# Brown or bay roan?



## texasgal (Jul 25, 2008)

What a cutie.. I'd call her bay roan. But the only way to know for sure is to test her.


----------



## NdAppy (Apr 8, 2009)

At this point in time with those pictures, and the crappy situation/health wise it really screws with coats. I would wait until her winter coat comes in then take and post some new pictures. That should give time for her coat to be healthier and winter is the best time to tell bays from browns.


----------



## LuvMyPerlinoQH (Jun 21, 2011)

Sorry they are so blurry usually my blackberry takes pretty good pics but I think she ws moving some nd not giving me a nice still shot.


----------



## ThirteenAcres (Apr 27, 2012)

Yeah. I would definitely wait and let her healthy coat come in to decide color. Her face looks so much like my colt's face. =)

Bay roans and brown roans can be tricky to choose between.


----------



## LuvMyPerlinoQH (Jun 21, 2011)

I have some better shots of her today. Eating grass I'm gonna assume her first real taste of it lol pretty sure she likes it. Oh and she's leading perfectly in 2 days she had been unhandled since she was a week old when 6 wrestled her to put on that halter so shes pretty wild.


----------



## texasgal (Jul 25, 2008)

Bless her little heart .. I'm still going with bay roan, but wait for her fall coat .. it'll be here before you know it!


----------



## waresbear (Jun 18, 2011)

Is a bay roan the same as a red or strawberry roan, as that is what I would say, but I am always wrong & always fail the color test.


----------



## texasgal (Jul 25, 2008)

ware .. it depends. I think when there used to be just "blue roan" and "red roan" .. bay fell into the red category. I always hated that because the legs, mane and tail were black. It's my fav! I think now they recognize blue, bay, brown, chestnut roan.


----------



## Chiilaa (Aug 12, 2010)

texasgal said:


> ware .. it depends. I think when there used to be just "blue roan" and "red roan" .. bay fell into the red category. I always hated that because the legs, mane and tail were black. It's my fav! I think now they recognize blue, bay, brown, chestnut roan.

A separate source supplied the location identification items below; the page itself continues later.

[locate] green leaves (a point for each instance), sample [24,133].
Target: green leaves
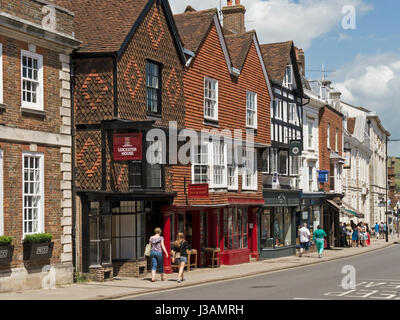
[38,238]
[5,241]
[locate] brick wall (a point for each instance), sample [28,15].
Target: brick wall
[329,116]
[32,11]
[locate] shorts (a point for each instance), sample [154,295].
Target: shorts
[305,245]
[182,259]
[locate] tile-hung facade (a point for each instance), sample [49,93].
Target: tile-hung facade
[128,80]
[35,140]
[357,151]
[378,168]
[280,166]
[226,89]
[312,197]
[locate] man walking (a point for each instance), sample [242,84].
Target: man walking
[304,234]
[376,230]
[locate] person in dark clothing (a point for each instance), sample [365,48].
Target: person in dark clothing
[179,251]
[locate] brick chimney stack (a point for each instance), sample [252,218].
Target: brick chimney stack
[301,60]
[234,17]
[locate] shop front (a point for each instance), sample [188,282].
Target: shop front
[277,224]
[229,229]
[311,212]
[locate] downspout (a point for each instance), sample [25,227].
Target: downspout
[73,169]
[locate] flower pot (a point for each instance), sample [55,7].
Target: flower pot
[38,251]
[6,253]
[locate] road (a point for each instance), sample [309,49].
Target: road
[377,277]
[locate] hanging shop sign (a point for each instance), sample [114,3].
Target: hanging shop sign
[323,176]
[198,191]
[128,146]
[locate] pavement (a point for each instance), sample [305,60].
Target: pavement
[125,287]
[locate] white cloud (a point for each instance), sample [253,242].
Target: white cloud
[282,20]
[373,81]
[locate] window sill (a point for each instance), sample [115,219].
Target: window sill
[28,111]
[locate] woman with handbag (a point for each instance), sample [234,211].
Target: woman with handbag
[319,239]
[179,251]
[157,246]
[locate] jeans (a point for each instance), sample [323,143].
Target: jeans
[157,261]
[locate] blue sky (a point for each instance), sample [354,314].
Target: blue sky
[366,60]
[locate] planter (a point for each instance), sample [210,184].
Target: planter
[6,253]
[38,251]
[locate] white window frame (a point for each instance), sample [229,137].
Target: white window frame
[253,111]
[215,118]
[1,195]
[1,74]
[39,105]
[252,186]
[289,70]
[214,164]
[42,199]
[329,136]
[202,164]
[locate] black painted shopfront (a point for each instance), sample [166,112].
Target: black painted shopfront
[277,224]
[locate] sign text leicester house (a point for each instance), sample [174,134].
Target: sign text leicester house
[128,146]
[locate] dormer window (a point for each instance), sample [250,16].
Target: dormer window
[288,80]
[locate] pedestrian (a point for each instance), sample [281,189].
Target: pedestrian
[348,234]
[376,230]
[179,251]
[304,234]
[157,246]
[318,238]
[354,237]
[343,234]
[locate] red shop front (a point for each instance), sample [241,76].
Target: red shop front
[231,227]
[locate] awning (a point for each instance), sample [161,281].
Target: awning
[352,211]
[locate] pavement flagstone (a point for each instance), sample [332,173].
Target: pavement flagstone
[125,287]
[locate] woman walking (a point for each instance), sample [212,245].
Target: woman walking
[157,246]
[318,238]
[179,251]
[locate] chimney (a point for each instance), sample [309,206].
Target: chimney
[233,16]
[301,60]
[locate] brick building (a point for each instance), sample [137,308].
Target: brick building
[128,80]
[331,161]
[35,139]
[226,89]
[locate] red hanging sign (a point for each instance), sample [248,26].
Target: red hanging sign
[128,146]
[197,191]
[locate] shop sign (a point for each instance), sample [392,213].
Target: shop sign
[128,146]
[197,191]
[323,176]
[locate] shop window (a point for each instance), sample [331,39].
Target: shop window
[276,228]
[235,228]
[283,162]
[99,234]
[128,230]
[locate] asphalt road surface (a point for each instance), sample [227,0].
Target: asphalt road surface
[376,275]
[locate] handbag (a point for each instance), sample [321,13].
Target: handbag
[147,250]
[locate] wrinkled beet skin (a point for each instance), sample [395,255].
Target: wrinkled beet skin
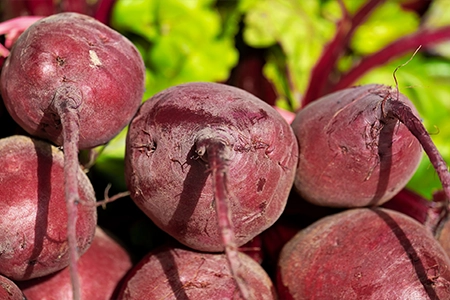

I would extend this to say that "blue" roan is also a term we should dump. Call it black roan like everything else :lol:


----------



## texasgal (Jul 25, 2008)

I agree .. because I've seen brown roans registered as blue. In fact, my new brown gelding is registered as blue roan .. but he "never roaned" ... Uh, yeah. He was never "blue" (black)


----------



## Chiilaa (Aug 12, 2010)

We, the people, can start this revolution. Let us, from this day forth, refer to horses by their actual colour, instead of the incorrect designations offered by antiquated registry bodies. Let our education be the catalyst that forces these associations to change their erroneous ways!


----------



## LuvMyPerlinoQH (Jun 21, 2011)

LOL you might want to not bring the no blue roans up to the Hancock and Blue Valentine people lol


----------



## texasgal (Jul 25, 2008)

Which is exactly who I bought my brown "blue roan" horse from!lol


----------



## LuvMyPerlinoQH (Jun 21, 2011)

Who was the breeder? Most of the bigger breeders know their stuff?


----------



## texasgal (Jul 25, 2008)

I love the breeder .. but he and I joke about his obsession with registering babies when they are newborn. He misses a certain percent of them and has to pay to change their color. He knows he missed it on this colt.


----------



## ThirteenAcres (Apr 27, 2012)

He did what my mare's breeders failed to do. Looked at the future possibility. My mare is registered sorrel and is grey. But I don't fault them. She didn't show grey signs till very late.
_Posted via Mobile Device_


----------



## BarrelRacingLvr (Feb 26, 2012)

I say Bay......have had quite a few roans in our breeding program.


----------



## Leemew (Aug 6, 2012)

Sorry to be off topic, but it looks like she has an upside-down heart on her left side? It's an adorable spot!


----------



## LuvMyPerlinoQH (Jun 21, 2011)

I think it looks like an upside down heart too.


----------



## vaverill (Aug 6, 2012)

If you go to AQHA facebook page on Fridays from 2-4 , they have a color specialist on to help answer questions.


----------



## NdAppy (Apr 8, 2009)

and 99.9% of the time she doesn't have a clue what she is talking about...


----------



## LuvMyPerlinoQH (Jun 21, 2011)

LOL I agree Nd and half the time she picks and chooses who she answers
_Posted via Mobile Device_


----------



## texasgal (Jul 25, 2008)

Hm .. this could be fun on a Friday afternoon ...


----------